Once you have downloaded this information, you could use a merge command or perhaps a which command to pull the appropriate microRNAs from your Affy chip data.
Recommendations
This all might sound a bit complicated. If you haven't already, I recommend that you spend some time working through exercises on biomaRt and bioconductor. Information about these packages, and how to install them, are available at the below links:
Bioconductor, http://www.bioconductor.org/install/
Database mining with biomaRt, http://www.stat.berkeley.edu/~sandrine/Teaching/PH292.S10/Durinck.pdf
You might consider asking for this question to be migrated to Biostar. I think you would get better responses there. Also, consider editing your question to provide more information about your data. Good luck.
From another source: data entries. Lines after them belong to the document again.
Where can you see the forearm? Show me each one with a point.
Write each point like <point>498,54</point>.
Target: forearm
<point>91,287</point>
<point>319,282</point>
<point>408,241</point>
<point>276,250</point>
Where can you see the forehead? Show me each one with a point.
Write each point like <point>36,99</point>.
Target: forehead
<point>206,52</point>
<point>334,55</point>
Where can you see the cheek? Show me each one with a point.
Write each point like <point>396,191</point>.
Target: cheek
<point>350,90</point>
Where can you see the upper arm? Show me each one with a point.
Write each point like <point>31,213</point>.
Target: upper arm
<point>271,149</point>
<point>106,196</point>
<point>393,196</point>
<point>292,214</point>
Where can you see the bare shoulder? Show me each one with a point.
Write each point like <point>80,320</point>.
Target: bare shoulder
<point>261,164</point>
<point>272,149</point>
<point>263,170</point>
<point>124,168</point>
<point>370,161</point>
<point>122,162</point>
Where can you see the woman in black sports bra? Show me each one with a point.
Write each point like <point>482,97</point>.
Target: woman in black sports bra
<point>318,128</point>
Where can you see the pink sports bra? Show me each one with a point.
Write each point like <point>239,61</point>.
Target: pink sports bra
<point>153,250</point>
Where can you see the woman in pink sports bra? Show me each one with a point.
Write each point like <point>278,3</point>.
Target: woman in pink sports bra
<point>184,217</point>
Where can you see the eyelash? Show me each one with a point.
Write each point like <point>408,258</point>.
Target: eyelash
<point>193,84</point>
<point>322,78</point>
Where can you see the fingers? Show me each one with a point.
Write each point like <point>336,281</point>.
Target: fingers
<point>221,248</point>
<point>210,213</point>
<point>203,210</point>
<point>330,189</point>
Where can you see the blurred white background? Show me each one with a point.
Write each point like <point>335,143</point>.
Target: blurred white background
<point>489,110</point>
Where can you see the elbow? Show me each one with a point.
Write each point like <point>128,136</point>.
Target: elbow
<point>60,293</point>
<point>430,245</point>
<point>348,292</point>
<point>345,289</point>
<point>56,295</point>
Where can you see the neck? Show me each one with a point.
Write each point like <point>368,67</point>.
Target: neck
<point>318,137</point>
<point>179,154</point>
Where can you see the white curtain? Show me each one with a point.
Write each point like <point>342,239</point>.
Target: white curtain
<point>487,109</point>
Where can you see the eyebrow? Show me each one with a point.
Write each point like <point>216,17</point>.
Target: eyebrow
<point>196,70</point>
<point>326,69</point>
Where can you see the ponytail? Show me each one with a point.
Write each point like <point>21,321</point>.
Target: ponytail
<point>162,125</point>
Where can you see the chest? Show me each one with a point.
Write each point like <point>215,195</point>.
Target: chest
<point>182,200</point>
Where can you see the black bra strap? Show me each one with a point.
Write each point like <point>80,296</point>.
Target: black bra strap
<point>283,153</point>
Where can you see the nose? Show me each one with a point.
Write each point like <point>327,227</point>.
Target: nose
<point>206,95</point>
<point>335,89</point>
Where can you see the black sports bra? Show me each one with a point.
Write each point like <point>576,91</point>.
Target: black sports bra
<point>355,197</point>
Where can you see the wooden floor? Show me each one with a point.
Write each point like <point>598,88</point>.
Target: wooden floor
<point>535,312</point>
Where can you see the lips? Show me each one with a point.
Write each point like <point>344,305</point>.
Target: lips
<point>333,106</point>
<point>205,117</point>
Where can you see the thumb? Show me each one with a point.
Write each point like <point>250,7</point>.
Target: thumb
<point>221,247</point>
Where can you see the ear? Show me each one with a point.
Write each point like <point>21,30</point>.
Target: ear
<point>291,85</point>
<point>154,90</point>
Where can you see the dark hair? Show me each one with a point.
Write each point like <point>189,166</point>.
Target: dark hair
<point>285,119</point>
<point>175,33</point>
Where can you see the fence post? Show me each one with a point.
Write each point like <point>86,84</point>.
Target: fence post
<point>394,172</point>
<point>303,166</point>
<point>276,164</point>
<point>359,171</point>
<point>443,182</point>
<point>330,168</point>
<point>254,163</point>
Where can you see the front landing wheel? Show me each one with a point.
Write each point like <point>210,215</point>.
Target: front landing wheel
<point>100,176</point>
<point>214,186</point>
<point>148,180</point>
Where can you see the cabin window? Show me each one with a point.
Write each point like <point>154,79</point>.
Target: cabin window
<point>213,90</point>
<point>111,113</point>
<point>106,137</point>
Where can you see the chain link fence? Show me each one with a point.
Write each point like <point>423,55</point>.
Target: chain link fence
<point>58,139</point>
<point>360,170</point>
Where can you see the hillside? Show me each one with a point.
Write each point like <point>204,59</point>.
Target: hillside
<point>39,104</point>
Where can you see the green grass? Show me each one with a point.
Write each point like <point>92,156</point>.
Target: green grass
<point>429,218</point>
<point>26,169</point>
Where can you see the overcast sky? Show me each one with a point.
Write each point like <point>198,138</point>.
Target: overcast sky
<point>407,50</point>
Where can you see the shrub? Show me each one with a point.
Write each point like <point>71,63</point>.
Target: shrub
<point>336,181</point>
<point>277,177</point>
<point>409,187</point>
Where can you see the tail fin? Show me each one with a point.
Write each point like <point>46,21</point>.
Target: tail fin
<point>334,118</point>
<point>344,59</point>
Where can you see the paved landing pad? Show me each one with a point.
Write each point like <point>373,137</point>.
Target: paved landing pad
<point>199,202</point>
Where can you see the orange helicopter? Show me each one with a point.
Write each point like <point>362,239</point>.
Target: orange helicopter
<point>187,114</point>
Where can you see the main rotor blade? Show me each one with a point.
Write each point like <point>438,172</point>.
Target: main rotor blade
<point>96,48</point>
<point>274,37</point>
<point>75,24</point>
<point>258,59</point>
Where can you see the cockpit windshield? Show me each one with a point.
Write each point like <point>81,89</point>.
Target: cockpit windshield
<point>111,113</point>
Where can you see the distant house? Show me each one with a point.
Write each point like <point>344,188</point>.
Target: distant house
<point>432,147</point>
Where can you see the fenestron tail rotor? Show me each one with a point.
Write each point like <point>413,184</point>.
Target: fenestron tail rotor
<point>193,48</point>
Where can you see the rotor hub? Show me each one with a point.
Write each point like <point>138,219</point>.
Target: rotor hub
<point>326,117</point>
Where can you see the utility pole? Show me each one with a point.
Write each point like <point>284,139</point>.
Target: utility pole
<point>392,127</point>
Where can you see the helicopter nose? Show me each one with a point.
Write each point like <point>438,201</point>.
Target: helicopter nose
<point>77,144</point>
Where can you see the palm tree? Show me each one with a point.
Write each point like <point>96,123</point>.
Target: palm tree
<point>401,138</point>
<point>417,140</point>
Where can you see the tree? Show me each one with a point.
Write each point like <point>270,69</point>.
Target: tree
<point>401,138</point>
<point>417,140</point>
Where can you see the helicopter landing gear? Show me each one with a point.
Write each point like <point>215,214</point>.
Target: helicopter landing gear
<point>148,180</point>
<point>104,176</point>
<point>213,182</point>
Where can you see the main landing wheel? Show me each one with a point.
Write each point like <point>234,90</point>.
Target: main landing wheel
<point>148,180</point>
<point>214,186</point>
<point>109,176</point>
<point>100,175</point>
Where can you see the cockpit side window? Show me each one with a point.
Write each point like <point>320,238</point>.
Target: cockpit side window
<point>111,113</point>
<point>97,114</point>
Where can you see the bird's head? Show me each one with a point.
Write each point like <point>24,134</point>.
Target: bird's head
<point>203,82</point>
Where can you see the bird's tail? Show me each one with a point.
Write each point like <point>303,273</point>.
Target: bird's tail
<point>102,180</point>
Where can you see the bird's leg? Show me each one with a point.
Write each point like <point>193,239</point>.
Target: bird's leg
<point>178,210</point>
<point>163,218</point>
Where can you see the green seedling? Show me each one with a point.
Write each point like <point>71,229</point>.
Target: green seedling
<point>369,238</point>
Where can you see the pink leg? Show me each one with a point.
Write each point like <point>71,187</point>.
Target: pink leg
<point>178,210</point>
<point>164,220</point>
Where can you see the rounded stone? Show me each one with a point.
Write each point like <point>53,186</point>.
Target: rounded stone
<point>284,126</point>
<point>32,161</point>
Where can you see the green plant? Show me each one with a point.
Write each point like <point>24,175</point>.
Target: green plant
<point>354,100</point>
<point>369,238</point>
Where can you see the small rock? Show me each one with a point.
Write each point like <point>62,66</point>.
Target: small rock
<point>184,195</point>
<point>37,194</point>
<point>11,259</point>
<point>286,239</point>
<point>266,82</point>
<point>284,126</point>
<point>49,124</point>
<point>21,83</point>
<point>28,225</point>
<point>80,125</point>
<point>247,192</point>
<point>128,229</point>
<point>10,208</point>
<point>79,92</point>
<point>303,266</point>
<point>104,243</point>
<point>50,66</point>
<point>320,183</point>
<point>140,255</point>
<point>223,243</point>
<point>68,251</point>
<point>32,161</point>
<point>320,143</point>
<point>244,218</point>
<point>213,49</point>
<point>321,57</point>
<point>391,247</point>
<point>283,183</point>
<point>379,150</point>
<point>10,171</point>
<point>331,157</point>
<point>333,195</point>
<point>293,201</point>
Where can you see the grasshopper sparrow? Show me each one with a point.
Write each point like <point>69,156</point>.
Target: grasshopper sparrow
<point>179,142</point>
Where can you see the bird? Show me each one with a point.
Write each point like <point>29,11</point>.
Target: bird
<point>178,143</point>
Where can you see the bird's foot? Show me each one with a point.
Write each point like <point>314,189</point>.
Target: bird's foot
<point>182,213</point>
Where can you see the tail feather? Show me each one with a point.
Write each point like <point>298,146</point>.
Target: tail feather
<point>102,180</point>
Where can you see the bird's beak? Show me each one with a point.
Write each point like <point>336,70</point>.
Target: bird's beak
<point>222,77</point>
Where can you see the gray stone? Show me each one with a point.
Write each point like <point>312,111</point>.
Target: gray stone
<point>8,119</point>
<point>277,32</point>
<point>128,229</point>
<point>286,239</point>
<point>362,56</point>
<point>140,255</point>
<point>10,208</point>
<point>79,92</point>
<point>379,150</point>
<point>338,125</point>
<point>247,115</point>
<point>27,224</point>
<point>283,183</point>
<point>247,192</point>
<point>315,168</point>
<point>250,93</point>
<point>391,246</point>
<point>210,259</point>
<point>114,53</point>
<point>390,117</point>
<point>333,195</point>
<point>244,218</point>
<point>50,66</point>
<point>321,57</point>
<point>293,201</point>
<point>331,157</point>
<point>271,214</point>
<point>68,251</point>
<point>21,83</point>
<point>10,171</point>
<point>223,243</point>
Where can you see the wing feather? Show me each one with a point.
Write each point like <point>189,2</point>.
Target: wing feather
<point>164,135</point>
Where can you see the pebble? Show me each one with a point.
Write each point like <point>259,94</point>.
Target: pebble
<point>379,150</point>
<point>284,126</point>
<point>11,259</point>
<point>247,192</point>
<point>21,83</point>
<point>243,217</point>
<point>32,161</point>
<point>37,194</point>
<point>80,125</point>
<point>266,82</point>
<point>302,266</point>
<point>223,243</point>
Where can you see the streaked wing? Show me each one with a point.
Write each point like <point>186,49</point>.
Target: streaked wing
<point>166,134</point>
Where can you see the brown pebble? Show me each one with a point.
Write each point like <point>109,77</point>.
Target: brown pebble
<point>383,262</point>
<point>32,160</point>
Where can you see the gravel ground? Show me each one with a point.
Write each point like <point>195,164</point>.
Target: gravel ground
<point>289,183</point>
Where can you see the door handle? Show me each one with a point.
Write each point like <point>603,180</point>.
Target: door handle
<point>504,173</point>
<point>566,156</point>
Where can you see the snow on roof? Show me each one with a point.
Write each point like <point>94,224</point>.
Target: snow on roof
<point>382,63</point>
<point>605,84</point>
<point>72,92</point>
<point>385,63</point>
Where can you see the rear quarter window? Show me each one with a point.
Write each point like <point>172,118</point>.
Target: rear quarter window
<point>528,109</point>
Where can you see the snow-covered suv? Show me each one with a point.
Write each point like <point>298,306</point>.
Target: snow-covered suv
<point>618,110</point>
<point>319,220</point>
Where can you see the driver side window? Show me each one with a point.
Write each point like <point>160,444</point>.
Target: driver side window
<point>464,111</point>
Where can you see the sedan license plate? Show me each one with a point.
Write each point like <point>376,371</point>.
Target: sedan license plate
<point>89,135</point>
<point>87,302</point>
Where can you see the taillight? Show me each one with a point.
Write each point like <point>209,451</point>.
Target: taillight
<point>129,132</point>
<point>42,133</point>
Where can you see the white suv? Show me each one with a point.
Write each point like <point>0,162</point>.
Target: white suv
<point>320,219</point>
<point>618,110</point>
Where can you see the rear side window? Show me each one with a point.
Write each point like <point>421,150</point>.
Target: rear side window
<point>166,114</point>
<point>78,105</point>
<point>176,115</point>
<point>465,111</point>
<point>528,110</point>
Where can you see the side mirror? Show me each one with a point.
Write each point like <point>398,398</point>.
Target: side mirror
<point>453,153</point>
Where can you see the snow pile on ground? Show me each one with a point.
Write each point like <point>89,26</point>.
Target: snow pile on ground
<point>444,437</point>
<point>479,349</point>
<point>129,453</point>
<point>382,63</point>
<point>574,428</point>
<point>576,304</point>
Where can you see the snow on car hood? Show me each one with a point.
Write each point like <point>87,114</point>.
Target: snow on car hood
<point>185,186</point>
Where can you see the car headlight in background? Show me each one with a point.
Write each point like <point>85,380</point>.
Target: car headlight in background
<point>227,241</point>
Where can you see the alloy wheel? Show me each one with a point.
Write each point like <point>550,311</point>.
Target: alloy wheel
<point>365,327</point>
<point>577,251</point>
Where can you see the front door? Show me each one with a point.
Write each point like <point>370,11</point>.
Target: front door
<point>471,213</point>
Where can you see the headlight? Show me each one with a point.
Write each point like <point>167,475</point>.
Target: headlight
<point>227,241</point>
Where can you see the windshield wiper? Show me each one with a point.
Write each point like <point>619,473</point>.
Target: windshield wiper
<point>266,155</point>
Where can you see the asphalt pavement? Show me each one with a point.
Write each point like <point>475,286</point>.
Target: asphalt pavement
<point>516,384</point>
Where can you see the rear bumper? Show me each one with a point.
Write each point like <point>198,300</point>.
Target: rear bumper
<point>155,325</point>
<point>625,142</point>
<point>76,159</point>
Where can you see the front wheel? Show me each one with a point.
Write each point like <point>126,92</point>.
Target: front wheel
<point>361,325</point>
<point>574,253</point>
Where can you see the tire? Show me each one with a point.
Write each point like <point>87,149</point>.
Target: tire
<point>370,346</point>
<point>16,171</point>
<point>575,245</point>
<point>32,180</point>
Edit to my original answer
In reference to your comment made at 2012-02-26 22:08:02, try the following:
## Load biomaRt package
library(biomaRt)
## Specify which "mart" (i.e., source of genetic data) that you want to use
ensembl <- useMart("ensembl")
ensembl <- useDataset("hsapiens_gene_ensembl", mart = ensembl)
## You can then ask the system what attributes are available for download
listAttributes(ensembl)
name description
58 mirbase_accession miRBase Accession(s)
59 mirbase_id miRBase ID(s)
60 mirbase_gene_name miRBase gene name
61 mirbase_transcript_name miRBase transcript
Above I have pasted part of the output from the listAttributes() command, which shows the relevant miRBase options. Now you can try the following code:
## Download microRNA data
miRNA <- getBM(c("mirbase_id", "ensembl_gene_id", "start_position", "chromosome_name"), filters = c("with_mirbase"), values = list(TRUE), mart = ensembl)
## Check how much we downloaded
> dim(miRNA)
[1] 715 4
## Peak at the head of our data
> head(miRNA)
mirbase_id ensembl_gene_id start_position chromosome_name
1 hsa-mir-320c-1 ENSG00000221493 19263471 18
2 hsa-mir-133a-1 ENSG00000207786 19405659 18
3 hsa-mir-1-2 ENSG00000207694 19408965 18
4 hsa-mir-320c-2 ENSG00000212051 21901650 18
5 hsa-mir-187 ENSG00000207797 33484781 18
6 hsa-mir-1539 ENSG00000222690 47013743 18
## Check which chromosomes are contributing to our data
> table(miRNA$chromosome_name)
1 10 11 12 13 14 15 16 17 18 19 2 20 21 22 3 4 5 6 7 8 9 X
50 27 26 25 15 59 26 15 35 7 85 23 32 5 16 31 23 30 17 33 27 28 80
Now your challenge will be to use this downloaded data to parse your original Affy data frame. Again, read the help files for the merge, Extract, and which functions to give it a try yourself first.